Genetic factors may predispose cancer patients to cognitive impairment after chemotherapy

doctor checking a patient

New research from the University of Texas at Austin has shed more light on hereditary factors that may make cancer patients more vulnerable to cognitive impairment following chemotherapy treatment.

The study, published last Tuesday in Scientific Reports, examined measures of cognitive function in breast cancer patients who had undergone chemotherapy, breast cancer patients who had never received chemotherapy, and a control group of healthy participants. Subjects also underwent fMRI so that researchers could create a connectivity matrix for each participant based on temporal correlations of activity within ninety different nodes based on anatomical regions of interest.

Cancer patients that received chemotherapy did not demonstrate wide levels of cognitive impairment, but they did score lower on a processing speed test than both cancer patients that had not undergone chemotherapy and healthy controls. These patients also self-reported more difficulty with executive functioning than the other groups.

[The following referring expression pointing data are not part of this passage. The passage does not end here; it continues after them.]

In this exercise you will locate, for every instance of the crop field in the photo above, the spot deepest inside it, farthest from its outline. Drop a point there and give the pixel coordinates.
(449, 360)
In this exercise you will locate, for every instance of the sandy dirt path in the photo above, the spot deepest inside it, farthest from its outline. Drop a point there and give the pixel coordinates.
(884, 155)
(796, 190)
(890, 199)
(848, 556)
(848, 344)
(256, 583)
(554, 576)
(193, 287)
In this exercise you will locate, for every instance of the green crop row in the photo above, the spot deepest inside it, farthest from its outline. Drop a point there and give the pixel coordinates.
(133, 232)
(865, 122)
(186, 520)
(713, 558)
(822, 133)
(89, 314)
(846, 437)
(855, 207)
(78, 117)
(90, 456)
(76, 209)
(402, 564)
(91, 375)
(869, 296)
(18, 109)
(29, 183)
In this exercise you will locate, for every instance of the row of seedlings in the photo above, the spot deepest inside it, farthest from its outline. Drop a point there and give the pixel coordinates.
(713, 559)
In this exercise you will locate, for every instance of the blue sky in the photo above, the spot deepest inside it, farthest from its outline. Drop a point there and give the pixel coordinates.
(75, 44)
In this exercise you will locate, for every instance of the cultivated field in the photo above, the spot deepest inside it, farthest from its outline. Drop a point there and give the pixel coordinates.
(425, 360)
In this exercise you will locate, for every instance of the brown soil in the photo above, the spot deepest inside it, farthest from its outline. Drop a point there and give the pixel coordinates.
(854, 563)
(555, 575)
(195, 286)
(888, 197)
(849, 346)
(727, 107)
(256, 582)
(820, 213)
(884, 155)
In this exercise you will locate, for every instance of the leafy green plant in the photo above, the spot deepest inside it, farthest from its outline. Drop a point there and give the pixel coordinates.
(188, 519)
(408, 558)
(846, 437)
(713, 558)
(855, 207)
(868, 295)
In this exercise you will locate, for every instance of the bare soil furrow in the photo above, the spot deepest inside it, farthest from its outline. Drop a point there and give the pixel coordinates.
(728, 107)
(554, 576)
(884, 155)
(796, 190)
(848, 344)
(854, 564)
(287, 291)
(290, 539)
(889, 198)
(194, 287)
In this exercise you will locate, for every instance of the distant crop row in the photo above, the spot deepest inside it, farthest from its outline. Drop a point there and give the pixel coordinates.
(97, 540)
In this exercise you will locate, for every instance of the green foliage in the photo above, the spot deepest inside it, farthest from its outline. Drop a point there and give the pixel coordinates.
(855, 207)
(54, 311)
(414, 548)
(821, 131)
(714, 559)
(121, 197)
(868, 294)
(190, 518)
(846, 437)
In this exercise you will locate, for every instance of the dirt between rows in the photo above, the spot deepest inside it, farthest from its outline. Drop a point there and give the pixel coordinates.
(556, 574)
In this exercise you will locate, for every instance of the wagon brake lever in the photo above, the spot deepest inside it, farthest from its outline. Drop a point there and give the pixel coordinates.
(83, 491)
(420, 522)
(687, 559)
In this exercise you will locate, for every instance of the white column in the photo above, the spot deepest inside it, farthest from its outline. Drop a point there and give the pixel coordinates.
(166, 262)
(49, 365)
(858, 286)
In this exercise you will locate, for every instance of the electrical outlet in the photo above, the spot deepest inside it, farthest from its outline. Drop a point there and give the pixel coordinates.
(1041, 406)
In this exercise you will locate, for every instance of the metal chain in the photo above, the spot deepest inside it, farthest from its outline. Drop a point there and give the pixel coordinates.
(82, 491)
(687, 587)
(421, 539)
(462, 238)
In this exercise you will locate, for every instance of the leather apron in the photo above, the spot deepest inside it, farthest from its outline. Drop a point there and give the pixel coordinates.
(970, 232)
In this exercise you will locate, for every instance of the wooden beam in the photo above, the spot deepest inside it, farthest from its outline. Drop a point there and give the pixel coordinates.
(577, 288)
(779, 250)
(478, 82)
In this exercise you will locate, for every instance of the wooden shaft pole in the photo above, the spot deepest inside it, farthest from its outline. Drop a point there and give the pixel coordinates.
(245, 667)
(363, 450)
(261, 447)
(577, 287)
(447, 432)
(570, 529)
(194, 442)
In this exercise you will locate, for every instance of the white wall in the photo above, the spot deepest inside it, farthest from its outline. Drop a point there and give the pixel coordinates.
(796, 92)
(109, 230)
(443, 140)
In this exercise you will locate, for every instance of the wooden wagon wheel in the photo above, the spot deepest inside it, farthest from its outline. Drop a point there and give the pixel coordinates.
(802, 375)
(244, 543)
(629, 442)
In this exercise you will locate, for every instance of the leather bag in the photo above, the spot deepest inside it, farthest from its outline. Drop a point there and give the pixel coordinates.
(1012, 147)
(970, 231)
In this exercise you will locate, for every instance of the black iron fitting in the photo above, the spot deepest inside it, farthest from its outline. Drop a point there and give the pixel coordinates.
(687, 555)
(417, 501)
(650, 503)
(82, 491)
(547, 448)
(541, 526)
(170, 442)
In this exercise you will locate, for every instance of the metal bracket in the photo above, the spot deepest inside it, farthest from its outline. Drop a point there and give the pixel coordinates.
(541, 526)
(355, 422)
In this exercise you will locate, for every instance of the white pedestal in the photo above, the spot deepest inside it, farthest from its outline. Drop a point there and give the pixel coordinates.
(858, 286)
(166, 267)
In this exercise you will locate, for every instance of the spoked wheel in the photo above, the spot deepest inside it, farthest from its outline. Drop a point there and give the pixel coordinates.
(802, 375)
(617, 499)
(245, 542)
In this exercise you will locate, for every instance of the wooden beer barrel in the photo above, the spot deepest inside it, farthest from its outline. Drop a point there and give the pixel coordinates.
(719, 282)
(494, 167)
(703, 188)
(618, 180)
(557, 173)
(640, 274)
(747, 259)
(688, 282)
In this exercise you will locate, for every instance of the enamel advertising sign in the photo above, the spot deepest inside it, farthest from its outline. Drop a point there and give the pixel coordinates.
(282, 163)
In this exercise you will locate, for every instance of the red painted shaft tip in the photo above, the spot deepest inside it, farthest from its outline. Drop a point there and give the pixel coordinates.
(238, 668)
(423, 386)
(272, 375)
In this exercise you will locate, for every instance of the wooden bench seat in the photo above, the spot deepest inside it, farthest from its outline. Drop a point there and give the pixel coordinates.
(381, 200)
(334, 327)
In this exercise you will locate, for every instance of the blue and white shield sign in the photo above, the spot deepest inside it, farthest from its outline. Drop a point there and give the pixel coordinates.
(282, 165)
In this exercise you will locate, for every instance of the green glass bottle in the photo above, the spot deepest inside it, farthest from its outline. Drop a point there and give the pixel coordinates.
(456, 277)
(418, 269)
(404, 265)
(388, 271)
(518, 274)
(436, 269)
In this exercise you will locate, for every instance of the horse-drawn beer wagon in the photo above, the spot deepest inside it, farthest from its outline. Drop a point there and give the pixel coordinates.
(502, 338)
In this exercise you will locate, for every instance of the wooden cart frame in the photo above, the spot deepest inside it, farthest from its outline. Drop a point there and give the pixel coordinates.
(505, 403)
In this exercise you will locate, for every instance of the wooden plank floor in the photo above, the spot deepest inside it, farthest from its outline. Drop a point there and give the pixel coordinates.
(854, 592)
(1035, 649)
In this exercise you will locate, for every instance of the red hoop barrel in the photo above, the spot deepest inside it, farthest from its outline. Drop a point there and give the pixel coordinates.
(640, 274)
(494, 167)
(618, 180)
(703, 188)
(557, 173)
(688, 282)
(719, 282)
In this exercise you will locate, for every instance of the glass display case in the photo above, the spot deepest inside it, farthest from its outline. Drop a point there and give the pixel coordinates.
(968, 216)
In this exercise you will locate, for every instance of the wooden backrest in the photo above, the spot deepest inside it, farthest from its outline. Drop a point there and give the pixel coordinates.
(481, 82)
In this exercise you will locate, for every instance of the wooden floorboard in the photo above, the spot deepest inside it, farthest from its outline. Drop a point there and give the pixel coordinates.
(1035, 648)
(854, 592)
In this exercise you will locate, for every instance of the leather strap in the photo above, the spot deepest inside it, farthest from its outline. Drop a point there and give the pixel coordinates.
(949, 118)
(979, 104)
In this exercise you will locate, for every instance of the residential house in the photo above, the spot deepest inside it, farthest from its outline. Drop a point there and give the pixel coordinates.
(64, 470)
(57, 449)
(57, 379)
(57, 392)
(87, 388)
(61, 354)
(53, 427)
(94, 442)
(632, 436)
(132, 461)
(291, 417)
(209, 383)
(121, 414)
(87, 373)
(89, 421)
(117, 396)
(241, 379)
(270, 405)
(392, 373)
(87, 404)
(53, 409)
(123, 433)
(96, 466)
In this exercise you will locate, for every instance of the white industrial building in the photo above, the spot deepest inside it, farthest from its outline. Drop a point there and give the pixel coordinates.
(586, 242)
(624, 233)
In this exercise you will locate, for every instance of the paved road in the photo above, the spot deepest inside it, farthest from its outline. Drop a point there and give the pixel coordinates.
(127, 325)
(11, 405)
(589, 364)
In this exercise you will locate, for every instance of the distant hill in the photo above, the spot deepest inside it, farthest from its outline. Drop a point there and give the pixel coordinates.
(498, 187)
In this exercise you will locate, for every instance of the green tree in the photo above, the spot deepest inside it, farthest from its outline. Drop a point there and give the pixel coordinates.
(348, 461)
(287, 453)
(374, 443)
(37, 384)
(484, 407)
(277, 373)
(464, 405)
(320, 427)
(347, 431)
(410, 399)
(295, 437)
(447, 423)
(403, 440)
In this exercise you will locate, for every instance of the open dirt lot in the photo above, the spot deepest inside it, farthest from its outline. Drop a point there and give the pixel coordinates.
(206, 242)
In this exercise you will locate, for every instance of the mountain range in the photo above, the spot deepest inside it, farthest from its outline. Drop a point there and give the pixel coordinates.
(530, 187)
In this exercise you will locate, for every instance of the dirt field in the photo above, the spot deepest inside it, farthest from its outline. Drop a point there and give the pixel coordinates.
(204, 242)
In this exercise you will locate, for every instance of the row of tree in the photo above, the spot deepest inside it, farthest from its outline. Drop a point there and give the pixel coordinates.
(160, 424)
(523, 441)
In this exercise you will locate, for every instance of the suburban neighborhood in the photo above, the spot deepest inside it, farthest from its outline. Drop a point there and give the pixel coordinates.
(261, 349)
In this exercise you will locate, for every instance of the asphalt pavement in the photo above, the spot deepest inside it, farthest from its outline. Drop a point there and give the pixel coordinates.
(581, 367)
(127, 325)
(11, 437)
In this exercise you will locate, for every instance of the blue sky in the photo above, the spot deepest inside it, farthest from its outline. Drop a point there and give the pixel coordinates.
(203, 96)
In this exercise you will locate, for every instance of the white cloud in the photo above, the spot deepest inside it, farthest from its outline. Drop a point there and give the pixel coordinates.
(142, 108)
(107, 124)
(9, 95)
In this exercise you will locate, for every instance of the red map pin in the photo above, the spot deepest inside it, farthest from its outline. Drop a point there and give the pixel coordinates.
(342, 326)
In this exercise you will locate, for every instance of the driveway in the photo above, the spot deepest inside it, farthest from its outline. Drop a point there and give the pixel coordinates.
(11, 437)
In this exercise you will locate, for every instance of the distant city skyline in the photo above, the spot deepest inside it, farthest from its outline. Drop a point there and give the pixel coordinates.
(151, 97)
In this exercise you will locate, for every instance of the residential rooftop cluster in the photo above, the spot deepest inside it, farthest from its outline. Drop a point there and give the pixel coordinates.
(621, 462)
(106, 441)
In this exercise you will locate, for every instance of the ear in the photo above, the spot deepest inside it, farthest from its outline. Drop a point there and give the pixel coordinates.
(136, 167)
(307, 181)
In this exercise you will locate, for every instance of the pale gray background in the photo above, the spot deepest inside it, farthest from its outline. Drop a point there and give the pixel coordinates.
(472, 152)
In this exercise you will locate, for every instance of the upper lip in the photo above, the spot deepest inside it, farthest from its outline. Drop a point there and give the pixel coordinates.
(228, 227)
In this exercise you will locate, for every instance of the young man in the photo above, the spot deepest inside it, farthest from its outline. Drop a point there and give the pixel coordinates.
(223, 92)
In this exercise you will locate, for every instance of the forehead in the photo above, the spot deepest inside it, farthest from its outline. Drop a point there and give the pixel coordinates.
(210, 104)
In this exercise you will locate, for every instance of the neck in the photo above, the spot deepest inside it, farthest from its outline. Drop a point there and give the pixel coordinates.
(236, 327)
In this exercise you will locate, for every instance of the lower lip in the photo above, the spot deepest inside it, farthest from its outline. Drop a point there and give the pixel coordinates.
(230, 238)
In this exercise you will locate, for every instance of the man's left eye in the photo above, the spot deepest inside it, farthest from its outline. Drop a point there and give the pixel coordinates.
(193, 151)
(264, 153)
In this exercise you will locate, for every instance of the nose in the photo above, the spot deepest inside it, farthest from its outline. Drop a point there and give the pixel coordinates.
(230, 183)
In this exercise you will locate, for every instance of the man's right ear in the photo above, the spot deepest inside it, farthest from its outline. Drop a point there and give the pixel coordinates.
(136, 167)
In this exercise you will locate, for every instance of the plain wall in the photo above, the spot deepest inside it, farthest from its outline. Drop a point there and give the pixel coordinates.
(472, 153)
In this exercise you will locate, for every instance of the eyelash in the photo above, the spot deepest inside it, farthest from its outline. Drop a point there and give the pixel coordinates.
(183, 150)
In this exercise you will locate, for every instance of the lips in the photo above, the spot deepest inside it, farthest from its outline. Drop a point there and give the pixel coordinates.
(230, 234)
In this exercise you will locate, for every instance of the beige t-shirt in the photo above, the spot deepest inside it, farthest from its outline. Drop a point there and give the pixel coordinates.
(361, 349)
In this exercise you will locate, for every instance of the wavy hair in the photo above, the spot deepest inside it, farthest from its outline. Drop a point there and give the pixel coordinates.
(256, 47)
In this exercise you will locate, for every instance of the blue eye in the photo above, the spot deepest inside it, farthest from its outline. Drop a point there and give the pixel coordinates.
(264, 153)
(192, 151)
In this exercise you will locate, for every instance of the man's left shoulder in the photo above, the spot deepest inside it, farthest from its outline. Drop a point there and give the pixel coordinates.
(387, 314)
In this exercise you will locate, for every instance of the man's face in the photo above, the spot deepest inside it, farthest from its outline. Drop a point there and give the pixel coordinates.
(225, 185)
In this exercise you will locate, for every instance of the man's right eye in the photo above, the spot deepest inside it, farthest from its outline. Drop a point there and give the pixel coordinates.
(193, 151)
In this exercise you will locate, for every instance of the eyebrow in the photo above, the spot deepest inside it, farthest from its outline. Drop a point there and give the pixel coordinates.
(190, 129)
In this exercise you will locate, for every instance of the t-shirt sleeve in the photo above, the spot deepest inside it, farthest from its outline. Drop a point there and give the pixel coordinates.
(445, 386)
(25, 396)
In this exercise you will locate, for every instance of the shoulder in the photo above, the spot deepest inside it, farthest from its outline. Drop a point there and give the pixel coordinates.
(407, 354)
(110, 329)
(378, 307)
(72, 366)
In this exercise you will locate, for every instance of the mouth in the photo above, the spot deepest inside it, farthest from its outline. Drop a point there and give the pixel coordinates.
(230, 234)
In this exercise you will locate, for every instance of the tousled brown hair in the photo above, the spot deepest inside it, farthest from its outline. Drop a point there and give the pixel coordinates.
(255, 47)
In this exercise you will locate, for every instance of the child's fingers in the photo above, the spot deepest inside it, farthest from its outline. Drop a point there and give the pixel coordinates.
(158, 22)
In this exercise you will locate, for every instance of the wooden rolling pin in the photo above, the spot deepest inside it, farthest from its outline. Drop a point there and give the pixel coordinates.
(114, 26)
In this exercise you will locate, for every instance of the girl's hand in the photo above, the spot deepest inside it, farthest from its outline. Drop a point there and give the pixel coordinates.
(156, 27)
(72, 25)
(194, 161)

Compared to the patients that did not undergo chemotherapy, the chemotherapy group demonstrated less functional clustering between neighboring nodes. Surprisingly, this group also had lower path length of connections between nodes. In studies of brain connectivity, path of connection length does not refer to the physical distance between two nodes but rather the amount of nodes must be traversed to connect one node to the others and can be thought of as a measure of efficiency.

The researchers performed genotype analysis on participant saliva samples, looking for variations in a handful of candidate genes (APOE, COMT, MDR1, BDNF, and GST) known to be associated with cognitive function. They compared participant results on the connectivity and cognitive function assays with the version, or allele, of each gene that they carry.

Among breast cancer survivors who had undergone chemotherapy, only the APOE-ε4 allele was associated with worse processing speed. No other differences in cognitive performance between groups were linked to the candidate genes. The researchers suggest that this could be due to the low levels of cognitive impairment in the chemotherapy patient group overall.

More of the candidate genes seemed to play a role in functional connectivity, at least at the regional level. The BDNF Met allele and the MDR1 T allele were associated with less connectivity between regions called the left calcarine sulcus and left cuneus in chemotherapy patients. Both regions are related to visual processing. Lower connectivity between the left calcarine sulcus and left cuneus was associated with many of the risk-related alleles in chemotherapy-naive patients as well. Previous research from this team found higher levels of connectivity between the left calcarine sulcus and left cuneus in breast cancer survivors compared to healthy controls. This leads the author to conclude that the difference in connectivity is driven by these at-risk alleles. Chemotherapy patients with MDR1 T allele also demonstrated less connectivity between the right and left paracentral lobule than either control group. The paracentral lobule is involved in motor and sensory activity in the lower body.

None of the alleles had any affect on global connectivity between groups, which the authors of the study suggest may be related to the limited number of candidate genes selected for analysis as well as differences between allele frequencies in the broader population and their participant groups.

The researchers emphasize that the alleles studied in this experiment have all been linked to brain aging, which has been hypothesized as being conceptually similar to cancer-related cognitive impairment. For example, the APOE-ε4 allele is associated with higher vulnerability to Alzheimer’s disease.

The authors acknowledge that the five year period between chemotherapy treatment and cognitive test administration may weaken their claim that any cognitive deficit was caused by chemotherapy. They also consider the wide gap between self-reported cognitive difficulties among chemotherapy patients and their low levels of cognitive deficit on tests, suggesting that their battery of cognitive testing may not have been sensitive to the type of decline the patients experienced.

Despite these limitations, the researchers present a clear link between genetics and chemotherapy treatment as it pertains to cancer-related cognitive impairment and make a compelling case that this field demands further study.